Project popularity indicators in the PyPI repository
Reinventing your own bicycles is an exciting and very important activity in the life of every developer. But sometimes you're lacking inspiration, or the clock is ticking, and you go in search of a ready-made project to solve your problem. For example, let's say you want to find a library that works like requests, but with request caching and TTL support. You just have to use the Python Package Index repository search engine, from which you download packages using the "pip install..." method by default, and searching for "requests cache" you immediately find several packages to choose from:
- django-in-request-cache
- django-request-cache
- requests-cache
- requests-cache-latest
- requests-etag-cache
- requests-filecache
Then you can choose the package that best suits your needs. Checking the info on the page, you see that, in addition to the description, the projects have reputation statistics.
Figure 1. An example of a popular package
A solid 1000 stars on a GitHub package is a strong argument for choosing it, since it seems to be popular among developers. And even if another package on the list seems to fit your needs slightly better, chances are that the package's reputation will play a major role in your final decision.
Project statistics on GitHub are one of the most commonly used ways to assess the quality of a project and the trust the community has in it. However, this only works for package developers who act in good faith. When investigating malicious packages, we often find that attackers sometimes "tweak" the statistics of their projects in PyPI, making them more attractive to potential victims. We decided to find out how serious this problem is.
The perspective of a package publisher
The administrators of the Python Package Index have tried to make it very simple to add a package to PyPI.org: all you have to do is create an account and then upload your package release via the twine console utility. For added convenience, there are detailed instructions explaining all the possible pitfalls in the process: Python Packaging User Guide: Packaging Python Projects.
When following the tutorial on creating a package on PyPI.org, in the Configuring metadata section you need to create a pyproject.toml with the following contents:
[project]
name = "example_package_YOUR_USERNAME_HERE"
version = "0.0.1"
authors = [
{ name="Example Author", email="author@example.com" },
]
description = "A small example package"
readme = "README.md"
requires-python = ">=3.7"
classifiers = [
"Programming Language :: Python :: 3",
"License :: OSI Approved :: MIT License",
"Operating System :: OS Independent",
]
[project.urls]
"Homepage" = "https://github.com/pypa/sampleproject"
"Bug Tracker" = "https://github.com/pypa/sampleproject/issues"
In this section, you're asked to change only the name of the project, leaving the rest of the information the same.
After completing the guide, you might end up with a suspicious situation on your page: your newly minted project already has some nice looking statistics.
Figure 2. Hello, Habr!
At this stage, you realize that something really strange is going on: there's no way of validating that this "sampleproject" project really belongs to you, but the statistics came from it.
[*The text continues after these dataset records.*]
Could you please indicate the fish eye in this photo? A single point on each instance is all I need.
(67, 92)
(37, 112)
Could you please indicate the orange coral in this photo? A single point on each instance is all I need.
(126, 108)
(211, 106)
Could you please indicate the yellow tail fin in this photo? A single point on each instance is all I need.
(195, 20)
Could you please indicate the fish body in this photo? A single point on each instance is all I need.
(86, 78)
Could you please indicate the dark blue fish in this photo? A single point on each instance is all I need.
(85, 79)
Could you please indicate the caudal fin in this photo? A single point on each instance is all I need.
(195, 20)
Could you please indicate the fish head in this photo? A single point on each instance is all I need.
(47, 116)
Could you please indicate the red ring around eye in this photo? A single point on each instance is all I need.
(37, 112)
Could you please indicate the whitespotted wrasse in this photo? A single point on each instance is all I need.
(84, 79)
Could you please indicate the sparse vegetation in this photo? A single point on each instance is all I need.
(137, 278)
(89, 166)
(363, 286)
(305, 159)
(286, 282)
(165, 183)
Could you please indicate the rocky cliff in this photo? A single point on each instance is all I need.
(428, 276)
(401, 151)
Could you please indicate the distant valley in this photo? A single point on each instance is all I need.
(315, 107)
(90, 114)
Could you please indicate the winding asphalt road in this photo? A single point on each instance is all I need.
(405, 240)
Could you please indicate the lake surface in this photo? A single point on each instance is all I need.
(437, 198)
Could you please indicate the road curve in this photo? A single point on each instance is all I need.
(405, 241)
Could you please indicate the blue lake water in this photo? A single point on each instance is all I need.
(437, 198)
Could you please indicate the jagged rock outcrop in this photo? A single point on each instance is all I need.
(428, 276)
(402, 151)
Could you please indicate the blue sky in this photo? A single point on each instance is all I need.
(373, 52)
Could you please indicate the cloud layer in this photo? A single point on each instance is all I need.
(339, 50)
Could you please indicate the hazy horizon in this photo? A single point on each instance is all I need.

This leads to the kind of malpractice that we see with malicious packages.
Figure 3. An example of a malicious package
Figure 4. The package installs the miner
Statistics
Our cybersecurity threat research team began monitoring PyPI.org a year ago, in March 2022. We collected information not only on all the existing projects on PyPI, but also on those that were removed during the year. In this analysis, we will try not to resort to auditing the code itself, but refer only to the metainformation available on the project page: the malicious contents can differ depending on the attacker's goals (we wrote about these goals in the previous article), but we're interested in looking just at the data, independent of the project's logic.
Figure 5. GitHub repository rankings according to use as a homepage in PyPI projects
As you can see in the diagram above, the most popular repository is sampleproject. This is not surprising: it's owned by the Python Packaging Authority and is used in the packaging instructions mentioned above.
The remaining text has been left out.